Now, something which I have long understood, and clearly the founding fathers understood, is evidently sorely lacking from the collective consciousness of the voting populace. That is, the idea that government is a necessary evil: it exists to serve several vital social roles which cannot (as far as anyone has devised) be effectively served by any other mechanism (such as national defense, and the other principles spelled out in America's Declaration of Independence). However, government is inefficient and dangerous doing even its vital roles, and even more so for any other responsibilities and powers it assumes. The concept that "the government should/will do more to improve this" shouldn't really have a place in intelligent discussion, as virtually any time the government expands its actions and/or scope of power, it does so to the detriment of the people. Moreover, the idea that a bigger or more involved government is somehow better for the people is possibly one of the biggest, most dangerous, and most implausible myths ever propagated by Socialist and their complacent or unwitting supporters. If we, the people, could somehow abolish one lie from the consciousness of the voting population, we could do worse than getting rid of the idea that government is anything more than a necessary evil, which needs to be kept in check, lest it consume everything good about the country.

Unfortunately, I don't have any good answers for how to better educate the voting populace, and I'm not sure that's the answer anyway. It's clear, though, that our current system is very broken, and getting more so with each passing year, and if we the people don't manage to enact some systemic fixes, we soon may not be able to at all.

1 comment:

  1. I agree people need to stop thinking of gov't-involvement as a good way to solve problems. It seems to me people accept sending large amounts of money to Washington and then the game is to see how much you can get back. I like to see my local politicians working to get some of that federal money for our state and county, but that's really not a productive use of human effort. It would be better if we sent less taxes in the first place.

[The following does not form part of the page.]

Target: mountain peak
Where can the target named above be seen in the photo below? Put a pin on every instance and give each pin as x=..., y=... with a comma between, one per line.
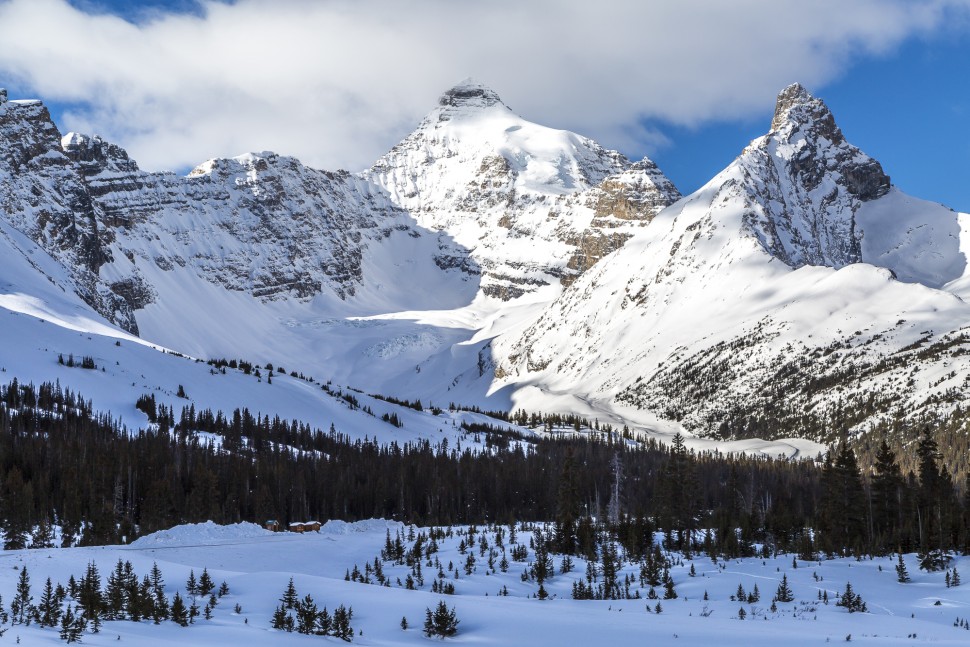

    All of this talk of "socialism" though makes it seem like your argument is ideological. Some people who condemn deficit spending today said nothing when we were doing it five years ago with much less justification.

    IMHO it's not as simple as "gov't is always a problem". In the healthcare discussion, I can understand the reasoning of spreading risk of illness among the entire population, even those who neglected to purchase health insurance before getting sick. But as you say, it invariably metastasizes into "just let us handle your problems". You cannot, IMHO, hire gov't to manage the day-to-day issues of your life and be free.

    I would love to see someone get a majority by reducing gov't spending simultaneously on Democratic projects (things designed to help people) and Republic projects (guns and jails and anything designed to punish people). I don't know politically how to make that happen.